Mit Dan Perjovschi spielt wieder ein Rumäne in der globalen Kultur mit. Für viele war da bisher nur Dracula – bis Perjovschi kam und mit dem dicksten Edding, den es zu kaufen gibt, seine Karikaturen in die Foyers und auf die Fassaden der großen Museen der Welt zeichnete, dass sie aussahen wie riesige vollgekritzelte Schreibtischunterlagen. Sein Atelier liegt im Zentrum von Bukarest. Staub, überall. An den Wänden Regale, die sich unter der Last von Ausstellungskatalogen biegen, die Dan Perjovschi und seine Frau von ihren vielen Auslandsreisen mitgebracht haben.

In der Mitte steht ein langer Tisch, an dem er in den kargen wie euphorischen Jahren nach Ceauşescus Sturz mit Freunden saß, und sie darüber debattierten, wie eine gerechte Gesellschaft aussehen sollte. Ein Blick aus dem Fenster zeigt, was daraus geworden ist: Der Rohbau eines Hochhauses ragt über die Sankt-Joseph-Kathedrale hinaus. Bukarests Bebauungsplan erlaubt hier nur sechs Stockwerke. Dem Bauherrn war es egal. Es gab einen Baustopp, und das Gerippe wurde zum Symbol der Selbstherrlichkeit von Rumäniens neuer Wirtschaftselite.

Dan Perjovschi öffnet eine Thermoskanne mit Kaffee, den er von zu Hause mitgebracht hat. Seine Bescheidenheit fällt auf in der Kunstwelt, die sich in der kapitalistischen Überflussgesellschaft eingenistet hat. Sie hat Perjovschi zu einem ihrer Stars erklärt: Platz zwei des aktuellen Capital-Kunstkompasses, der die Aufsteiger des Jahres misst. Hinter Bruce Nauman. Vor Polke und Gerhard Richter. Und trotzdem: dieses sperrmüllmöblierte Atelier.

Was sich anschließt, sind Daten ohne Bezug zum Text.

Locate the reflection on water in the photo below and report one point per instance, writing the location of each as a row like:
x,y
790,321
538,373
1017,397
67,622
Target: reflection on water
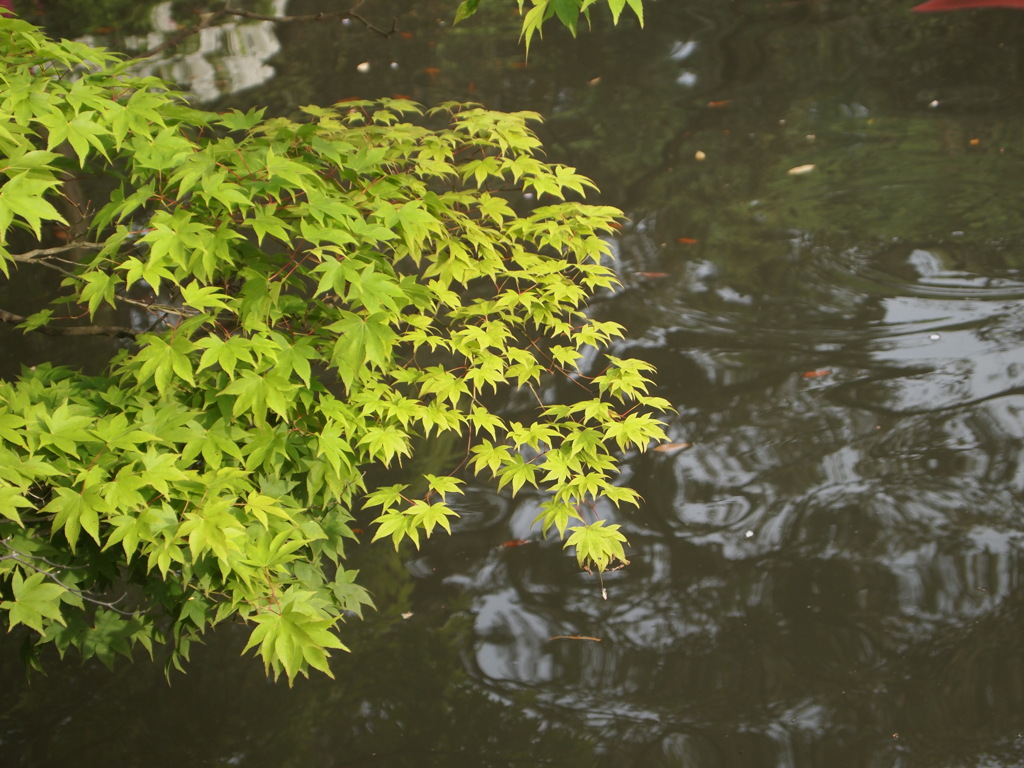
x,y
828,573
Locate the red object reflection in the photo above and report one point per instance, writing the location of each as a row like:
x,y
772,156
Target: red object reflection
x,y
965,4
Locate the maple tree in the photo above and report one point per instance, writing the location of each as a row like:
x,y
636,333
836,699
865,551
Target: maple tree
x,y
331,293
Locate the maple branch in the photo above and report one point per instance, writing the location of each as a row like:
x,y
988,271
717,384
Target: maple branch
x,y
116,331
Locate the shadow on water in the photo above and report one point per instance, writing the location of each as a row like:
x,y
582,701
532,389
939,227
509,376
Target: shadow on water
x,y
826,569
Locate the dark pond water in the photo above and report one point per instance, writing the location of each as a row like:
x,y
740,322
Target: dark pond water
x,y
828,572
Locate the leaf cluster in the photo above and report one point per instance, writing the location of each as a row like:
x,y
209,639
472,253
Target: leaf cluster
x,y
331,292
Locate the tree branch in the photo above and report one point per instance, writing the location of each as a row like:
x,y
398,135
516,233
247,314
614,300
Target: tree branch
x,y
116,331
211,18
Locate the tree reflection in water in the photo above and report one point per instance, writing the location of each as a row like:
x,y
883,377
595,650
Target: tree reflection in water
x,y
829,574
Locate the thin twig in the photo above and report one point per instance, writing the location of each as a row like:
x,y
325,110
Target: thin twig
x,y
79,593
116,331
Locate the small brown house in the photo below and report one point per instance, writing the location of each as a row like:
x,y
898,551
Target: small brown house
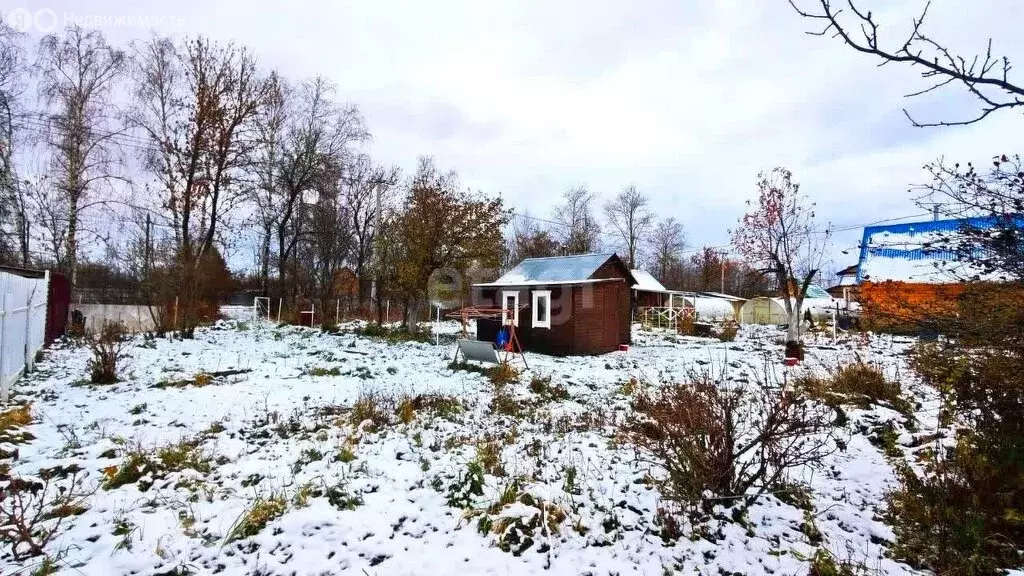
x,y
566,304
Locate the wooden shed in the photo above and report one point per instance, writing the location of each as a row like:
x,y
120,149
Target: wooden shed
x,y
567,305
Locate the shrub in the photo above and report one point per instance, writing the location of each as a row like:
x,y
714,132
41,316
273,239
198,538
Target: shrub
x,y
824,564
966,512
370,407
728,331
685,326
503,374
504,403
393,335
339,497
735,443
517,520
32,510
11,422
108,348
488,454
321,371
469,485
255,519
857,383
547,391
145,467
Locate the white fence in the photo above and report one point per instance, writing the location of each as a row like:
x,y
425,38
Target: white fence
x,y
23,325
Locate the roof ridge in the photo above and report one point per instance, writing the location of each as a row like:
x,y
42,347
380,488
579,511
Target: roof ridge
x,y
608,254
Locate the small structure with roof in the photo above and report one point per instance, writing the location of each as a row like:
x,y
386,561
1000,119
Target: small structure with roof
x,y
919,265
562,305
847,286
764,310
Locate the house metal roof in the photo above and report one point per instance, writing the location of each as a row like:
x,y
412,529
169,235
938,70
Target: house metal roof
x,y
918,251
646,282
555,270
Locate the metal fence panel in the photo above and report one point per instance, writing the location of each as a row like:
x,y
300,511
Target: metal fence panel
x,y
23,325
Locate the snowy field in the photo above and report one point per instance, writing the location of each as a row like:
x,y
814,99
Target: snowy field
x,y
278,476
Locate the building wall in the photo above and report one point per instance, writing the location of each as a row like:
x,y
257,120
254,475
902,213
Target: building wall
x,y
586,318
900,304
135,318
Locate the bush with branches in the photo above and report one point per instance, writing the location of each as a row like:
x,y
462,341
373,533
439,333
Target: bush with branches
x,y
966,512
32,509
108,347
737,443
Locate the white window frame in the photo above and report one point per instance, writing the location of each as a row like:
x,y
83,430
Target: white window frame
x,y
536,296
505,303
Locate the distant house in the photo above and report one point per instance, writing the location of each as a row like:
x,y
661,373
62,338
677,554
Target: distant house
x,y
562,305
648,292
910,265
847,287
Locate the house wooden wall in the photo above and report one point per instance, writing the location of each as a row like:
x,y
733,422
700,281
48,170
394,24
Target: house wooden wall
x,y
599,320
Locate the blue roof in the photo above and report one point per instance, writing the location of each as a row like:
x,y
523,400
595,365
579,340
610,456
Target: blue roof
x,y
554,270
923,246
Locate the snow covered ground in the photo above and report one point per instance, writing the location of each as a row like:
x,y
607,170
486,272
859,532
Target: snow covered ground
x,y
341,496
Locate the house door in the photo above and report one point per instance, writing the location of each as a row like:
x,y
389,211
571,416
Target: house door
x,y
609,301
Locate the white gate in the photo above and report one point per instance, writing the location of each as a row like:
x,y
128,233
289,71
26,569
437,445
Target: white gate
x,y
23,325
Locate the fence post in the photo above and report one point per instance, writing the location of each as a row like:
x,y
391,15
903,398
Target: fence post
x,y
4,393
29,353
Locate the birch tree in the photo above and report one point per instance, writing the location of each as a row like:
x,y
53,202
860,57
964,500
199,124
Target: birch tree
x,y
777,235
196,104
631,219
578,230
79,72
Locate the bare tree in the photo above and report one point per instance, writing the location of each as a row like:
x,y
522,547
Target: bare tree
x,y
629,215
579,231
13,221
316,147
991,248
367,189
668,242
529,241
777,234
78,75
265,163
196,105
986,77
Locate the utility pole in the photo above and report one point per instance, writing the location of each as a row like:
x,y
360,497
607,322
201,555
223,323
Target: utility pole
x,y
147,249
723,264
377,231
25,240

Trotzdem oder gerade deshalb: seine selten und garantiert selbst geschnittenen Haare, dazu trägt Perjovschi einen Vollbart. Der alte Ost-Dissidentenstil. Er lehnt jeden Luxus ab, sogar jede Form der Zerstreuung. Nicht mal aus gutem Essen macht er sich etwas. "Im Kommunismus lernt man, alles zu essen", sagt er lachend, abwinkend. Und als man ihn fragt, ob er gern tanze, weil seine Gesten so geschmeidig sind, schaut er fast ein wenig erschrocken. Heftiges Kopfschütteln: "No dancing!"

Sein einziges Vergnügen, sagt er, bestehe darin, an einer Wand zu zeichnen. Er zieht einen kleinen Block aus seiner Tasche. Ohne den verlässt er nicht das Haus. "Ich jage meine Motive auf der Straße", sagt er und lacht – wohl auch, weil die Jagd das Lieblingshobby der neureichen Rumänen ist und schon deshalb für ihn im Grunde tabu.

Doch er unternimmt seine Jagdausflüge im Linienbus. In Köln hat er 2005 ein Strichmännchen gefunden, das durch das O im Wort Job rutscht. Ein paar Jahre später, im nach dem 11. September paranoiden New York, ließ er sich zu einem Männchen inspirieren, das der Freiheitsstatue unter den Rock schaut. Er setzt sich mit seinem Block auch in Cafés, Parks oder vor einen Fernseher irgendwo auf der Welt, wo ihm ein Museum wieder eine weiße Wand überantwortet hat. "Zufallsrecherchen", sagt er, um ein Gespür zu bekommen für die Stimmungen der Zeit.

Seine weltpolitischen Bezüge unterscheiden ihn von vielen anderen Künstlern aus dem ehemaligen Ostblock wie etwa den Malern der Leipziger Schule, die ihre Herkunft vor sich hertragen. Hier knüpft nicht einer, wie auch immer, an den sozialistischen Realismus an. Hier mischt sich einer ein, der aus einer Ecke der Welt stammt, aus der sonst nur billige Arbeit kommt. Typisch rumänisch, sagt Perjovschi, sei nur sein Humor, die Distanz, die er zum Politischen wahre. Ohne die hätte er Ceauşescus Diktatur nicht ausgehalten.